#70
Hmm… bit at odds, with this one. The technical execution is very good. Your dialogue is on-point, especially in the earlier sections. It feels organic, real, not hackneyed — which would be a very easy trap to fall into here. The anomaly itself is also pretty funny. Satanic Panic as an SCP would've been awkward, so shifting one step to the side and the Satanic Panic as containment for an SCP is smart. Lets you play around with the concept without inviting the weight. P&L buying out the company was also clever.
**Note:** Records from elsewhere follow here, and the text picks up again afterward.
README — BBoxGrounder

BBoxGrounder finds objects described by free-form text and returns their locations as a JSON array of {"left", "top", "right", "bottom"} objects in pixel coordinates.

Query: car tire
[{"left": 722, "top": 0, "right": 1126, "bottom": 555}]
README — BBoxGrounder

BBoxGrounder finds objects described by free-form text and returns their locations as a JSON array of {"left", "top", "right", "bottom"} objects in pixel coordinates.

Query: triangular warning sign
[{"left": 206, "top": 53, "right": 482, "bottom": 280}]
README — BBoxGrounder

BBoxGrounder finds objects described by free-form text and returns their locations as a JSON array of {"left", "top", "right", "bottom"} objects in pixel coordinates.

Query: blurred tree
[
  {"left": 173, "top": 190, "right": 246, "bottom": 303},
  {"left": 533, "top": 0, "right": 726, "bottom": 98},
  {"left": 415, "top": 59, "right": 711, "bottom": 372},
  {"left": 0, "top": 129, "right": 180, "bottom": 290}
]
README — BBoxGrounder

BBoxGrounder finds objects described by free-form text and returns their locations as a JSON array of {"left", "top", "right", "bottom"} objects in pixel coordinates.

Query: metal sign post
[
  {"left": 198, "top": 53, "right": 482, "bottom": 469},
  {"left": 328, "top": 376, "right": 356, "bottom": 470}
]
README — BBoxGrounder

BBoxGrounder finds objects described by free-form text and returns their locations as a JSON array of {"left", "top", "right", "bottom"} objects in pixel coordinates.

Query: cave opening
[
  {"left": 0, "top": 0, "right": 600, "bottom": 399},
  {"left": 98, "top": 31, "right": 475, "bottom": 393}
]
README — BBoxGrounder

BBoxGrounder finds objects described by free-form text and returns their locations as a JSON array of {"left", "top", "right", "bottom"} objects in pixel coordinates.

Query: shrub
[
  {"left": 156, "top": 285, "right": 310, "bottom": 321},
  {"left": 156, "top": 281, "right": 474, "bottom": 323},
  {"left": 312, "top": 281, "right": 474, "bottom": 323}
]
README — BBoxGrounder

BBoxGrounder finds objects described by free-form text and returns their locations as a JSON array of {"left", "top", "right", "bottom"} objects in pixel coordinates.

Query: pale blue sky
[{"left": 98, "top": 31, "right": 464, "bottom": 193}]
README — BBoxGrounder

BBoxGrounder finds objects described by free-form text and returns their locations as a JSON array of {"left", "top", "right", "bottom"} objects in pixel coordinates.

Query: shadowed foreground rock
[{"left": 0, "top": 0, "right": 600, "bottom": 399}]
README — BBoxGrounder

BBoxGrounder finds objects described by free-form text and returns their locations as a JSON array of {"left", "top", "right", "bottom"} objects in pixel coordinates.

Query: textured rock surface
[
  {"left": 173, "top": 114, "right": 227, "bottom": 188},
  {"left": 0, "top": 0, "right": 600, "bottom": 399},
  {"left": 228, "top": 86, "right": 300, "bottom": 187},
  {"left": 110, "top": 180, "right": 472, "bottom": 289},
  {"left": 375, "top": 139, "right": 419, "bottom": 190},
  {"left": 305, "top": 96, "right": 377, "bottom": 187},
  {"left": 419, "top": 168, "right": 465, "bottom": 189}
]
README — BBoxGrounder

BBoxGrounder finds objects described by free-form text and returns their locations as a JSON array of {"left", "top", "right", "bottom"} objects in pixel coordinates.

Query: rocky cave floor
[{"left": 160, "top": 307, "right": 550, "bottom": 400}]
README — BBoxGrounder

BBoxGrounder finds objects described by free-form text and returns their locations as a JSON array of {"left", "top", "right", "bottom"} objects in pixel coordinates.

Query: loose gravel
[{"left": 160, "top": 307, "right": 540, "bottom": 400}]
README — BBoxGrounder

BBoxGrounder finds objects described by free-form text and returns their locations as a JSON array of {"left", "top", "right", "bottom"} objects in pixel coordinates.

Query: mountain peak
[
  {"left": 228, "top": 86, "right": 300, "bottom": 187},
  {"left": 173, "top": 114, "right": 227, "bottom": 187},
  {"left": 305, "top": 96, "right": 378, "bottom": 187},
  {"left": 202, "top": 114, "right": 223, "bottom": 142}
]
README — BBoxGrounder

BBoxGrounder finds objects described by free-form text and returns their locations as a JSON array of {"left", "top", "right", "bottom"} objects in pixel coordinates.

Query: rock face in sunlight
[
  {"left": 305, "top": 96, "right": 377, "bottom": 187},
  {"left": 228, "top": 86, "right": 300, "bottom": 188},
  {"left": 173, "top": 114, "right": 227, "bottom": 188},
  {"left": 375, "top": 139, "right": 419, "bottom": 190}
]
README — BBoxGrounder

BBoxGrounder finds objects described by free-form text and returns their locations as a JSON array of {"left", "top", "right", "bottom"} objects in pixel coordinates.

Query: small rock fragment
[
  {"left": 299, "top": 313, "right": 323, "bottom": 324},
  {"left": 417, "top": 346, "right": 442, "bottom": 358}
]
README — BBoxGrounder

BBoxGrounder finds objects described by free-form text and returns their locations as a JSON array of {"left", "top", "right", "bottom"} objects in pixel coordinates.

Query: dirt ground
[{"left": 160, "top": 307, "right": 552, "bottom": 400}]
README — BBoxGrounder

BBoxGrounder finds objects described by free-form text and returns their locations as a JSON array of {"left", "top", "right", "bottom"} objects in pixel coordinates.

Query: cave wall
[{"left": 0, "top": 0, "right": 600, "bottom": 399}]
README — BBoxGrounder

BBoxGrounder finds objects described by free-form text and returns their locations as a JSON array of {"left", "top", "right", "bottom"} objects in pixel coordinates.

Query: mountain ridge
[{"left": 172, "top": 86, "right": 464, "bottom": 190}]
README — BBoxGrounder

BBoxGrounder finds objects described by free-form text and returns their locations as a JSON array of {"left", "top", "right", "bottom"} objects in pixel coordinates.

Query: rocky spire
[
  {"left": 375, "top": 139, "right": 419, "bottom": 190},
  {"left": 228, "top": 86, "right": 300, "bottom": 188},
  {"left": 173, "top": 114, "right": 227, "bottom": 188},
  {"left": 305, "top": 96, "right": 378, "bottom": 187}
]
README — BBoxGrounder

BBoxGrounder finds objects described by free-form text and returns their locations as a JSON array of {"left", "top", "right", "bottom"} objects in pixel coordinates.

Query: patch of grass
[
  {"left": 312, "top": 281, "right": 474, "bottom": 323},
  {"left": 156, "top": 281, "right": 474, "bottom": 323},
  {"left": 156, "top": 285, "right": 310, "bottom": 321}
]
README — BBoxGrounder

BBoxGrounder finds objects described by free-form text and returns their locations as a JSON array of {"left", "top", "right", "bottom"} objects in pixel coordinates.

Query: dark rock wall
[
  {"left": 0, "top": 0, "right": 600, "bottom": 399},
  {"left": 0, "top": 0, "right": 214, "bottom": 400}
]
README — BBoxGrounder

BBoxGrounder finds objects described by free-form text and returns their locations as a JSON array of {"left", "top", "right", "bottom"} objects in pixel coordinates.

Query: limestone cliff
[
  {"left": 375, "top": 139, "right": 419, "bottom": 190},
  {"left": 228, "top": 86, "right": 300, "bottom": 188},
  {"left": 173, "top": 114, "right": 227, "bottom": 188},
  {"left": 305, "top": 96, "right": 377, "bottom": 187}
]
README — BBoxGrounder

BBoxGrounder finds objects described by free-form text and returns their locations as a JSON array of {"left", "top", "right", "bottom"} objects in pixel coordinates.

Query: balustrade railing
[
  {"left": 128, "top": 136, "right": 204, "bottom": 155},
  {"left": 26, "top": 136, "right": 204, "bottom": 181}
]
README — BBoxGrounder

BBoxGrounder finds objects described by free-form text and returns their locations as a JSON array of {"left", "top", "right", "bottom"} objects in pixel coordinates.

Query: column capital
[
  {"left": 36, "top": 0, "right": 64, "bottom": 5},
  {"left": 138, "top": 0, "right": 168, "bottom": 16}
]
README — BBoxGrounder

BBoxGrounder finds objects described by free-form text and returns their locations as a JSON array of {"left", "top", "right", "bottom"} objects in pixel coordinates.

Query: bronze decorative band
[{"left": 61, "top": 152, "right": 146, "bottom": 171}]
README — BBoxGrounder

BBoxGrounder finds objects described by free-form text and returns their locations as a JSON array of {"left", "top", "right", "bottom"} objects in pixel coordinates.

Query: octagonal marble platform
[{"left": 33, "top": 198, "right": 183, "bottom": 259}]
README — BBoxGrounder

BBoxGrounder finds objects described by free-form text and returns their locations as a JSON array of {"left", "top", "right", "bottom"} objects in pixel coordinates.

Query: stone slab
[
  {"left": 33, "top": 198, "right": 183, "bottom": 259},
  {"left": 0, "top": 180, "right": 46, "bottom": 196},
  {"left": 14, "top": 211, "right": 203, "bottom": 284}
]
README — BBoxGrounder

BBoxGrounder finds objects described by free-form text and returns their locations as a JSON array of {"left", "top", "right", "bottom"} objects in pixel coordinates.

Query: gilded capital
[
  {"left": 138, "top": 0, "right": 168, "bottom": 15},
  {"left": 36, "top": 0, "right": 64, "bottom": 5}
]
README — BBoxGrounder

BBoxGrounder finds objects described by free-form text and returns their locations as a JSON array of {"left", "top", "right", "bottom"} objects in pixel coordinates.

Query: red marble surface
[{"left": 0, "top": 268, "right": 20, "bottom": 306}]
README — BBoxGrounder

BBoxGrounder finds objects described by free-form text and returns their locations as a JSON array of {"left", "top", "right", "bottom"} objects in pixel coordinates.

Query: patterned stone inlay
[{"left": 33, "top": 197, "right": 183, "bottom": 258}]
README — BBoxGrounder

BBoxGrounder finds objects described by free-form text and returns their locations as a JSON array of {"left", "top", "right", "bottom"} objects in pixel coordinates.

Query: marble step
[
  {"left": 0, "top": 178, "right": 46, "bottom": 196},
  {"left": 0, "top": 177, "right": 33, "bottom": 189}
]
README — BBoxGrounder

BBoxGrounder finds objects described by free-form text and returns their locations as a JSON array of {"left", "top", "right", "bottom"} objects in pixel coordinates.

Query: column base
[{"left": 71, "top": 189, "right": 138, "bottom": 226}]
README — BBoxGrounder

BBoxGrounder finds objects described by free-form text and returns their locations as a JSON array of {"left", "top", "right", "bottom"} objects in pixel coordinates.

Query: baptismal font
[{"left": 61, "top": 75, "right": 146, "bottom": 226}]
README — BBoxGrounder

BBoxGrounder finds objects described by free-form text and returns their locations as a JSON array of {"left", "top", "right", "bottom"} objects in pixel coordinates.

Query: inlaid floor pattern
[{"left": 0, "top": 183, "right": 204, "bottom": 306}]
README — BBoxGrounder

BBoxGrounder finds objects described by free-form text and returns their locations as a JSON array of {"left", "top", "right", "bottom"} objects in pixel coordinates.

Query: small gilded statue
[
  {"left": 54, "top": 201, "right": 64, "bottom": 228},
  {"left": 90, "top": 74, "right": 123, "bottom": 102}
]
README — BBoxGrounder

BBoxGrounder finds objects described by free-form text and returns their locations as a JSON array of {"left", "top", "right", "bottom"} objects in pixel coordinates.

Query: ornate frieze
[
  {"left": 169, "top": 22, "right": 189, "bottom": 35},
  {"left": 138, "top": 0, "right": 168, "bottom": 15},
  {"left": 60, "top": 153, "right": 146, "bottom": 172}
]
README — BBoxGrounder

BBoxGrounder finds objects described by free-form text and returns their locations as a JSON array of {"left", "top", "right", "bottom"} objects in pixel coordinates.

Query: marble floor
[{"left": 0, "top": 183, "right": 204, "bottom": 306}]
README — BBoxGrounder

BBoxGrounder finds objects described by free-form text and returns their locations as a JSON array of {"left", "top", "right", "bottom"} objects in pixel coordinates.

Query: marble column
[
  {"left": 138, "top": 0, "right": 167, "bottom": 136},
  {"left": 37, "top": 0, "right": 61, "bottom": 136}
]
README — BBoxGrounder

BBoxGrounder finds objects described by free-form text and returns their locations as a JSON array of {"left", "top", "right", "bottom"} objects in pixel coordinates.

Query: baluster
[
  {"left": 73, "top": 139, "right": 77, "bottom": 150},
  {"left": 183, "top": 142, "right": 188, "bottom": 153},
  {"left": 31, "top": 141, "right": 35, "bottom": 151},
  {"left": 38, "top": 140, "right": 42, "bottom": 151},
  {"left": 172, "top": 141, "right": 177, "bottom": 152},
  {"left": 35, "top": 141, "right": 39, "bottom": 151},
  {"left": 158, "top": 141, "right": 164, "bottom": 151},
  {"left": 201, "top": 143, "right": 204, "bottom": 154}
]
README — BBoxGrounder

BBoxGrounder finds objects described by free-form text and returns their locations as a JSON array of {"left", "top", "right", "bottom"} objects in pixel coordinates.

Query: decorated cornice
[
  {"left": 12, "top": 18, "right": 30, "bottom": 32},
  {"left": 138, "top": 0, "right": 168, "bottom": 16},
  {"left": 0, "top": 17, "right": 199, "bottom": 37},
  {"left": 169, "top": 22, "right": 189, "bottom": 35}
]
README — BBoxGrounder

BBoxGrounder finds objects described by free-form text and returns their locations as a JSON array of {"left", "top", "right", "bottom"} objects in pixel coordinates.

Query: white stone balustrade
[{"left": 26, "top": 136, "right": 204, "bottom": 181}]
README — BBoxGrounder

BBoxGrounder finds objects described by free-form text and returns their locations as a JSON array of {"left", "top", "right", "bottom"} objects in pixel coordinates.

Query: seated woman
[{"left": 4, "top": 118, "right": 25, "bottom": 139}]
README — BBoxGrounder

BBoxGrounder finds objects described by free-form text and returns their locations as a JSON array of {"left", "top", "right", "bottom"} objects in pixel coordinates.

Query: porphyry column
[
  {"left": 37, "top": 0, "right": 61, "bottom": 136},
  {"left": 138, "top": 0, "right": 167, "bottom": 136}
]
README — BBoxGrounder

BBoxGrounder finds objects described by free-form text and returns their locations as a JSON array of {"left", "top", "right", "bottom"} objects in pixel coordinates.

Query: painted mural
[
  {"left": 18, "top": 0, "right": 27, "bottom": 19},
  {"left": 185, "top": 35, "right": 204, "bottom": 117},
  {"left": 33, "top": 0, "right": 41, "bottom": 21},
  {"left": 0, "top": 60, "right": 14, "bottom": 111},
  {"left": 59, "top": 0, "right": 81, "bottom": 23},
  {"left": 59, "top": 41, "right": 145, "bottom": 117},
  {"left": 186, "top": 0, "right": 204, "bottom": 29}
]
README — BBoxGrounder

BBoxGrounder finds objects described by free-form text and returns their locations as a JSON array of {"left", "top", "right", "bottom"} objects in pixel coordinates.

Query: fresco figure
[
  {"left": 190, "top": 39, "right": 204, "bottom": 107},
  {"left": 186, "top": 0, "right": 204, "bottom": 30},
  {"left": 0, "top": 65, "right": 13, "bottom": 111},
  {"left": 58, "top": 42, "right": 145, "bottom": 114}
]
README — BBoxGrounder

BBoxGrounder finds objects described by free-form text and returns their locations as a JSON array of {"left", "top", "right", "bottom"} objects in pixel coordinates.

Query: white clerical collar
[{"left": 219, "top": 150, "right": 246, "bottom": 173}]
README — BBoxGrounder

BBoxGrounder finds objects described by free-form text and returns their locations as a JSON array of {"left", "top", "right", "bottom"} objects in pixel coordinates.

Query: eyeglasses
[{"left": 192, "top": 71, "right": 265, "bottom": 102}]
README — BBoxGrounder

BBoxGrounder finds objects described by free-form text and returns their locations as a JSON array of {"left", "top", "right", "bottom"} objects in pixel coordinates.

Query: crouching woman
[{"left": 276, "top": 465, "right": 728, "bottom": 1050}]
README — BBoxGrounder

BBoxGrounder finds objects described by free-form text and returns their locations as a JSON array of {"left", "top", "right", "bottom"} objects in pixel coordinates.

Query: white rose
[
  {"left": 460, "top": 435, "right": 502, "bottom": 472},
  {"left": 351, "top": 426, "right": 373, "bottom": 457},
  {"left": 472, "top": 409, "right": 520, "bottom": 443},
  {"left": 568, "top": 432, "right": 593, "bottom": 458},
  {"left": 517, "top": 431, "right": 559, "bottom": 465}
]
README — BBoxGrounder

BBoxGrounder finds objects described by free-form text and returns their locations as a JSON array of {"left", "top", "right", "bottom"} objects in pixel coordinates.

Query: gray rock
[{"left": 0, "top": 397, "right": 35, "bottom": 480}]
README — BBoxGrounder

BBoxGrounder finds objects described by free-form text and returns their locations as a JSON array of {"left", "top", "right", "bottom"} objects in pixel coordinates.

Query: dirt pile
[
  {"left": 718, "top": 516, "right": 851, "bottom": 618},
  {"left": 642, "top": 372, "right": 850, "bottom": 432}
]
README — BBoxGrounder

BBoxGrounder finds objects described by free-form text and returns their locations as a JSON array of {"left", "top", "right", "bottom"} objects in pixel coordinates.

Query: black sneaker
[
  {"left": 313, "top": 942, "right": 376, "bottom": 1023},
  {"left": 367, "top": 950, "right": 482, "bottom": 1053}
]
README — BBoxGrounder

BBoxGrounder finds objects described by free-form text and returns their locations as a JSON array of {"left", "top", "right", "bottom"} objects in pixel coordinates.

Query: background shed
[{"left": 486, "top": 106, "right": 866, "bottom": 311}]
My point being that all the component parts here are excellently pulled off, but I don't feel like they add up to anything greater than the sum of their parts. This article is basically three setpieces — the church scene, the GRU-P scene, and the 6237-C scene. Which isn't bad, but they felt like distinct, disparate setpieces rather than a cohesive article. The article jumps from the church scene — which was good, and entertaining — right over to the GRU-P setpiece without organically connecting them. The MTF log served the narrative purpose of showing an example of the anomalous stuff, but you could've done that just as well in like, a summary log. The stuff it lays out, with the entity, is never followed up on.
The GRU-P setpiece is also fine in its own right (though I think the reasoning for his presence is a little flimsy but w/e) and this one actually does lead a little better into the following section. But the final section, with the board meeting, feels awkward because the themes laid out are greed and wealth but those ideas are never brought up in any of the preceding setpieces, even though they're treated like a very matter-of-fact moment. It feels out of left field thematically — also that the company's actions are very abstract, not really grounded in example. The three-moons ending felt similarly out-of-left-field, but that one might just be me.
I think you could've… cut the first section with the MTF log, make it so that the reader's first addendum is the one with Laskin and the reader learning about the company, introduce a new log with the Foundation investigating specifically the ERS building and finding Some Fucked Up Shit to ground the company's anomaly, then close out with the boardroom log. I think that would've let them flow smoother into one another and create a greater whole. But given that the individual pieces are still excellently constructed, I'll leave this as a novote.